Mark LeSure, a former Memphis police sergeant who retired in 2021, said he began to see a large number of relatively inexperienced officers’ being put on specialized units as a lot of the police force started leaving in recent years. Such units did not have enough senior staff members training the new officers, he said, adding that that was concerning to him. 

“Rookies were getting put on specialized units where they had no business being,” he said.

LeSure said former colleagues still at the department have told him that the Scorpion unit, which launched after he retired, is known for having a “zero tolerance” policy on crime — which he said meant the officers “do what they can to arrest people.” 

The officers charged in Nichols’ death were hired from 2017 to 2020. They are 24 to 32 years old.

Five Memphis police officers were fired in connection with a traffic stop that led to the death of Tyre Nichols. Clockwise from top left: Tadarrius Bean, Demetrius Haley, Emmitt Martin III, Justin Smith and Desmond Mills Jr.
Five Memphis police officers were fired and charged in connection with a traffic stop that led to the death of Tyre Nichols.
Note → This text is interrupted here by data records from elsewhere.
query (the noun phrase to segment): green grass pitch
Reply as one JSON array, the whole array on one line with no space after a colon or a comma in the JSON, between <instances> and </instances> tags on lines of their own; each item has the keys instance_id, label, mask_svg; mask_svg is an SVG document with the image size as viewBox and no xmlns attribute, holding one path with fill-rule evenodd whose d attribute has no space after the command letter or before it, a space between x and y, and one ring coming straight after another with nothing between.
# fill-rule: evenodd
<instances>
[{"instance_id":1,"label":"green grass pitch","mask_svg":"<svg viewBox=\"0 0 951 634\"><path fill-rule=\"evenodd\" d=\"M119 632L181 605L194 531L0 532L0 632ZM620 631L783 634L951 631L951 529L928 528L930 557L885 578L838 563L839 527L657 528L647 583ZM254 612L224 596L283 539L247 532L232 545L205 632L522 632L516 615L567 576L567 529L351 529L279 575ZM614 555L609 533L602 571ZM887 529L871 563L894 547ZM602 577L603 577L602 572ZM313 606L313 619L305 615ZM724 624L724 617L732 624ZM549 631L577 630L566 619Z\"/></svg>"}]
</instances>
Clockwise from top left: Tadarrius Bean, Demetrius Haley, Emmitt Martin III, Justin Smith and Desmond Mills Jr.Memphis Police Department via AP

E. Winslow “Buddy” Chapman, who was the director of the police department from 1976 to 1983, said he was surprised to hear that officers who were young and inexperienced were placed on a unit like Scorpion. When he led the force, officers were not considered for specialized units without at least seven years on the job, he said.

“You’re using officers to send a message that we’re here and we’re not going to tolerate criminal activity anymore,” said Chapman, who is the executive director of CrimeStoppers of Memphis and Shelby County, which offers cash for tips about crimes. “In that context, it can very easily go overboard, which it obviously did in this case.”
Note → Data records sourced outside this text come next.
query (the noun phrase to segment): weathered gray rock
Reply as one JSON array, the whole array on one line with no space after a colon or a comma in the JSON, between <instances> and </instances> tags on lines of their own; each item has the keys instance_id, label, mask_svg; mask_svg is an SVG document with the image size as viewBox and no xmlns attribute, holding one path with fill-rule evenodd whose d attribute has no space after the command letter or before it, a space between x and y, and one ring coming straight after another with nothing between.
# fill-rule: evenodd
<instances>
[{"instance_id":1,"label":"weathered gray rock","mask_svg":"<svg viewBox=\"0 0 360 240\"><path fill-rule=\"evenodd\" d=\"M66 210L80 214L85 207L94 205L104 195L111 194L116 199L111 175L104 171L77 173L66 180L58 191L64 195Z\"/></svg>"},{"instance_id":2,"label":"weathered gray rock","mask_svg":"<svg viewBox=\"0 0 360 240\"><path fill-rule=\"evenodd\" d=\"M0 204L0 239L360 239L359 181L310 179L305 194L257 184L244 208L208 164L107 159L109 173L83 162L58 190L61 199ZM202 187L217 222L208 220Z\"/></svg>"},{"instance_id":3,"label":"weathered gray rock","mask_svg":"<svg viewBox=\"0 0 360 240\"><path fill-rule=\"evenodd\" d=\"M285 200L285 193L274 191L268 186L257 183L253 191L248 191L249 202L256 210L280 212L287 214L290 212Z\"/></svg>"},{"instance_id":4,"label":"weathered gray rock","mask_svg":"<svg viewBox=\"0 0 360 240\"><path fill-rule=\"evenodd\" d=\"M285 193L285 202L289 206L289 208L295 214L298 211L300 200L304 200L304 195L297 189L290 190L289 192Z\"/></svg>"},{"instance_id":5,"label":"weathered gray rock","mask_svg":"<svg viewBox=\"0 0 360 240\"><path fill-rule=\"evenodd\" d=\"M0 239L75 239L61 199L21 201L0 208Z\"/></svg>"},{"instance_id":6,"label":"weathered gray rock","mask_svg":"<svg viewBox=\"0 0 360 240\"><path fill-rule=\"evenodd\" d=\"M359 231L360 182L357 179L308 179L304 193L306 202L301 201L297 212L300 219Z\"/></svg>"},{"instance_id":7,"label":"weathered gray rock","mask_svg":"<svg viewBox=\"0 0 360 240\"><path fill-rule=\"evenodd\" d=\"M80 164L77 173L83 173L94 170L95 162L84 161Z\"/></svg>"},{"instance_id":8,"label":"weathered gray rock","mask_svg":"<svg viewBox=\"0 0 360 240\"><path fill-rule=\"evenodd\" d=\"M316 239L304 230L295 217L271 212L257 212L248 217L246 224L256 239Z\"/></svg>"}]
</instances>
Chelsea Glass, an organizer with Decarcerate Memphis, which advocates for reform of the criminal justice system, said Scorpion was a “rebranding” of a common police tactic: a street crime-fighting team that relied on low-level traffic stops as pretexts to find violent criminals and weapons. 

“They harass everyday residents, and they’re calling this high-level policing,” Glass said. “But it’s really just stop-and-frisk on wheels. It doesn’t matter what name you slap on it.”    
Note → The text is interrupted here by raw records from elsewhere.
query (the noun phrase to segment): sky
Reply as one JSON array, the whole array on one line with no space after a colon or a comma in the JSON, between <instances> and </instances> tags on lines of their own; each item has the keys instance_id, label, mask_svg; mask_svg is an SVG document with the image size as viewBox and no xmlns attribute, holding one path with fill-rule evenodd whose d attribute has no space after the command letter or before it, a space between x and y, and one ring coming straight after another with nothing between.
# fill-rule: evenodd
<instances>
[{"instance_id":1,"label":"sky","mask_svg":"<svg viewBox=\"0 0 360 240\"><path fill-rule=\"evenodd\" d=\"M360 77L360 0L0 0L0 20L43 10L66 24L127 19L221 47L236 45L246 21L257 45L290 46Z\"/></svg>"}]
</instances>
Keedran Franklin, a Memphis community organizer, said Scorpion was like other specialized police units — including the county-run Multi-Agency Gang Unit — in that the officers seemed to stoke fear and distrust by the way they confronted people. 

“The way they move in unmarked cars, looking like regular guys, bumping to rap music, they got on hoodies, they’re really looking the part, like they’re a part of the community, but they’re police,” Franklin said. “Then someone maybe slips up, smokes weed or doesn’t have their seat belt on or a headlight is out, and they jump out and stop them and want to go through their car.”

Only after the officers got out of their cars would people see “SCORPION” on the backs of their vests.

“They’re their own internal little gang,” Franklin added. “When they turn them loose on the streets, how does that affect ordinary citizens?”